Las contraventanas eran nuevas y se abrían fácilmente para dejar paso al mismo sol suave que iluminaba la sala delantera y que se vertía por el callejón que separaba una casa de otra, donde todavía crecía un frondoso follaje. Bajo esta nueva luz, la sala apareció atestada de todo tipo de objetos fascinantes: bustos de Voltaire, Napoleón, diosas griegas y una distinguida cabeza que Marcel no conocía. Por todas partes se apilaban los libros, había cajas y baúles que Marcel había visto antes, y cuadros apoyados contra la pared.
—Durante años —dijo Christophe recuperando el aliento— he enviado paquetes desde todo el mundo, y nunca he sabido realmente por qué. ¿Para qué iba a querer mi madre un busto de Marco Aurelio, por ejemplo? ¿Qué iba a hacer con las obras de Shakespeare? Suerte he tenido de que no lo haya tirado todo a la basura. Era como si supiera que algún día volvería, como si supiera que todo esto tenía un objetivo, que todas esas cajas que atravesaron el Atlántico estaban destinadas para este momento. Tengo la impresión de que la vida puede valer la pena. —Sonrió a Marcel y luego dio rienda suelta a una risa nerviosa—. Imagínate —dijo—. ¡Que la vida valga la pena! Hay una cita de san Agustín, de hecho la única que recuerdo de él, que dice: «Dios triunfa sobre la ruina de nuestros planes.» ¿La conoces? Bueno, ahora no te lo puedo explicar…
—Monsieur —susurró Marcel. El inglés del abrigo gris estaba en la puerta.

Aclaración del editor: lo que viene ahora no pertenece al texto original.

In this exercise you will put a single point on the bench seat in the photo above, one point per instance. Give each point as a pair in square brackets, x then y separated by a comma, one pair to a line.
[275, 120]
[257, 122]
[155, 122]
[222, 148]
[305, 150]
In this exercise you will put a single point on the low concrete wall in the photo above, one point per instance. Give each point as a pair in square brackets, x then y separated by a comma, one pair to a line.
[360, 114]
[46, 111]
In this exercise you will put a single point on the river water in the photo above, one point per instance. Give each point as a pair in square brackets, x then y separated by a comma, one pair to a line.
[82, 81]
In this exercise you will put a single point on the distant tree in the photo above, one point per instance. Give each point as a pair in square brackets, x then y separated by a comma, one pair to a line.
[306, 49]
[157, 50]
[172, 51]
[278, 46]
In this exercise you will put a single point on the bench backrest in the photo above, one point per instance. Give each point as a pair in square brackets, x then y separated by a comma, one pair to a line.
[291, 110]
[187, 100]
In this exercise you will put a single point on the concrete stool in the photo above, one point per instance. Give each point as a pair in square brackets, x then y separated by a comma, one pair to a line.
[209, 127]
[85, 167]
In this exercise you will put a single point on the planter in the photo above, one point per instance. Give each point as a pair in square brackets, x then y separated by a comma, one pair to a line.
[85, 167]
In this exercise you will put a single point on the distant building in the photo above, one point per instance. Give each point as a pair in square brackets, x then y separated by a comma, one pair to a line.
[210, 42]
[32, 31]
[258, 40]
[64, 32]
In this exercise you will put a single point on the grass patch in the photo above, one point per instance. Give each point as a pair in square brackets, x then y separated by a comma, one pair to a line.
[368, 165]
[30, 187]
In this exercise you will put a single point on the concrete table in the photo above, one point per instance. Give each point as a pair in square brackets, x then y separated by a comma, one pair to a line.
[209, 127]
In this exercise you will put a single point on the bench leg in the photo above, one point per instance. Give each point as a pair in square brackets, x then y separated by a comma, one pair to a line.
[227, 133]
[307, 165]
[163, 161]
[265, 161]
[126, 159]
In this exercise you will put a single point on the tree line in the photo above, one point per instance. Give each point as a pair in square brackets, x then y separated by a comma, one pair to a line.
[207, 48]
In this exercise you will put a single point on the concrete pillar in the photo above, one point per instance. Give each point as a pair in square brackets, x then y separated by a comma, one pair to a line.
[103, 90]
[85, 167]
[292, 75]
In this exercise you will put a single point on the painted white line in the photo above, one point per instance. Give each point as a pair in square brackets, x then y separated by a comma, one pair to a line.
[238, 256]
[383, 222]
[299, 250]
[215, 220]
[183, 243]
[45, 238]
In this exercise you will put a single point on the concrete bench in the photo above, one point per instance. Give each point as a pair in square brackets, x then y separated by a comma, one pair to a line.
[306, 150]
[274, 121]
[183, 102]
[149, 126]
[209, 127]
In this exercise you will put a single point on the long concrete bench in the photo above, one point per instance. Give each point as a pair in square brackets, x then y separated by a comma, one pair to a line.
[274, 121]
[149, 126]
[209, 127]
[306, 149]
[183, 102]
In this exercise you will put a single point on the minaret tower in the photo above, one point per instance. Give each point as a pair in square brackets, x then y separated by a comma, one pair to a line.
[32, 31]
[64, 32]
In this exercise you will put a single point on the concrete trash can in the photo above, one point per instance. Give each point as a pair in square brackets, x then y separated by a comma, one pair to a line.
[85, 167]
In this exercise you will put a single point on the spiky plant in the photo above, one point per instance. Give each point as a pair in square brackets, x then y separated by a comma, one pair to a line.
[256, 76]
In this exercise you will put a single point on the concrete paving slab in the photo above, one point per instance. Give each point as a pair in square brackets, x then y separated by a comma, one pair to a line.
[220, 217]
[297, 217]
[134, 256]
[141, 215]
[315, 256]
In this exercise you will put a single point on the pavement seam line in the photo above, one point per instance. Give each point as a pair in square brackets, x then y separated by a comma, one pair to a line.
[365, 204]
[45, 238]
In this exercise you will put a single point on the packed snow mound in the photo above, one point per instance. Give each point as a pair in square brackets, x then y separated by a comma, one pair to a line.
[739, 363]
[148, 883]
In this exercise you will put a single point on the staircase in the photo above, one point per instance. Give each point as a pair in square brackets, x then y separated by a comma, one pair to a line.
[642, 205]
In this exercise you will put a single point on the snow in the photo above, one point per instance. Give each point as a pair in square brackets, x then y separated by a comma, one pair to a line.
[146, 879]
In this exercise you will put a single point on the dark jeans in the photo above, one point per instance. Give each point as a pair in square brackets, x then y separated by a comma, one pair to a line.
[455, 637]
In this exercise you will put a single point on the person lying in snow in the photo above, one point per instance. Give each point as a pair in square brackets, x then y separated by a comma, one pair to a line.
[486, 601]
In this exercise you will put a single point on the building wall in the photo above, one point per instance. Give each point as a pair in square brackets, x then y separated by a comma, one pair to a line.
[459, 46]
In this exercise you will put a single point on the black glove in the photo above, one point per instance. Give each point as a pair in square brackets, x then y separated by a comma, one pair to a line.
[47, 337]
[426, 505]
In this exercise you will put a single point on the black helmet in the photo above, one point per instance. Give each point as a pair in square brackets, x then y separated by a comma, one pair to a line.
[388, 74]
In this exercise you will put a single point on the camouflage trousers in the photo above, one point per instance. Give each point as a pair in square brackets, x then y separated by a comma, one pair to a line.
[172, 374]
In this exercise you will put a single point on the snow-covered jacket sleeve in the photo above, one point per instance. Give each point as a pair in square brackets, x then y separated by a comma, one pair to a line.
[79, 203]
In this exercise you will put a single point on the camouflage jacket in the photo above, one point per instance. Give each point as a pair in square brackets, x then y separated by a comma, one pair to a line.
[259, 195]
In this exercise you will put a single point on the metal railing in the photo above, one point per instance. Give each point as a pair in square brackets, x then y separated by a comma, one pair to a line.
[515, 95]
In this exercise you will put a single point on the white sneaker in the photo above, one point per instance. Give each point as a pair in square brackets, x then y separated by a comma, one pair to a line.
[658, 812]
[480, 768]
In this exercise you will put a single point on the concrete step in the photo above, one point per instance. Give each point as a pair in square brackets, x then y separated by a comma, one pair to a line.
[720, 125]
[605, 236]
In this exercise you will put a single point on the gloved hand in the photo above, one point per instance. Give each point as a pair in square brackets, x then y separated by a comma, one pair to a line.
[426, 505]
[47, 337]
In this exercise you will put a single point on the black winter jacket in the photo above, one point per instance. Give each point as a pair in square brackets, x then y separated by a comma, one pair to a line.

Christophe le dio una palmada en la nuca.
—Christophe —le dijo—, tenías que llamarme Christophe, ¿no te acuerdas? Nada de monsieur. Dime sinceramente cómo son estos libros en comparación con los que utilizabas antes. Por alguna parte tiene que haber un cortaplumas. Voy a pedir más libros al extranjero. Y que no se te olvide: de ahora en adelante soy Christophe.
—Christophe —repitió como un eco el inglés. Christophe se dio la vuelta.
El hombre aguardaba en la misma postura que antes, con las manos a la espalda, pero había desaparecido el gesto irónico de sus cejas, y sus ojos verdes se habían suavizado con un fulgor que emanaba de toda su expresión.
Christophe estaba sufriendo un cambio dramático, un cambio tan completo que a Marcel le pareció que una corriente silbaba en el aire entre los dos hombres.
—Bueno. —El inglés entró en la habitación mirando con desdén una pila de libros que cayó a un lado al rozarla con la bota—. Me parece que has ido muy lejos a por los periódicos y el vino blanco.
El rostro de Christophe se puso tenso y se le humedecieron los ojos. Estaba inmóvil, mirando al inglés. Poco a poco se le fueron hinchando las venas de las sienes y el cuello.
—¿No era eso? —preguntó el otro con acritud, observando el desorden de la sala—. ¿No ibas a por los periódicos y a por vino blanco?
—¿Cómo has llegado hasta aquí? —susurró Christophe con voz velada y en un tono que Marcel nunca le había oído—. ¿Qué haces aquí?
El inglés se mostró dolido.
—Eso mismo podría preguntarte yo, Chris. —Se le encendieron las pálidas mejillas, enfatizando el color maíz de sus cejas y su pelo. Miró en torno a la habitación con ojos llameantes y expresión herida, cogió de la mesa una estatuilla de marfil y le dio la vuelta en la mano—. ¿Estambul? —preguntó antes de dejarla donde estaba. Sus pálidos dedos tocaron la frente de un busto de mármol—. Esto lo compramos en Florencia, ¿verdad?
—¡Tú lo compraste en Florencia! ¿A qué has venido? —Christophe se dio la vuelta antes de darle oportunidad de contestar y soltó un gemido, con la mano sobre los ojos como si quisiera apretarse las sienes entre los dedos. Luego miró al techo y exclamó en voz alta, entre dientes—: ¡Oooooh, Dios! —Se hallaba de espaldas a Marcel y al inglés, y parecía que se estuviera dando puñetazos en la palma de la mano.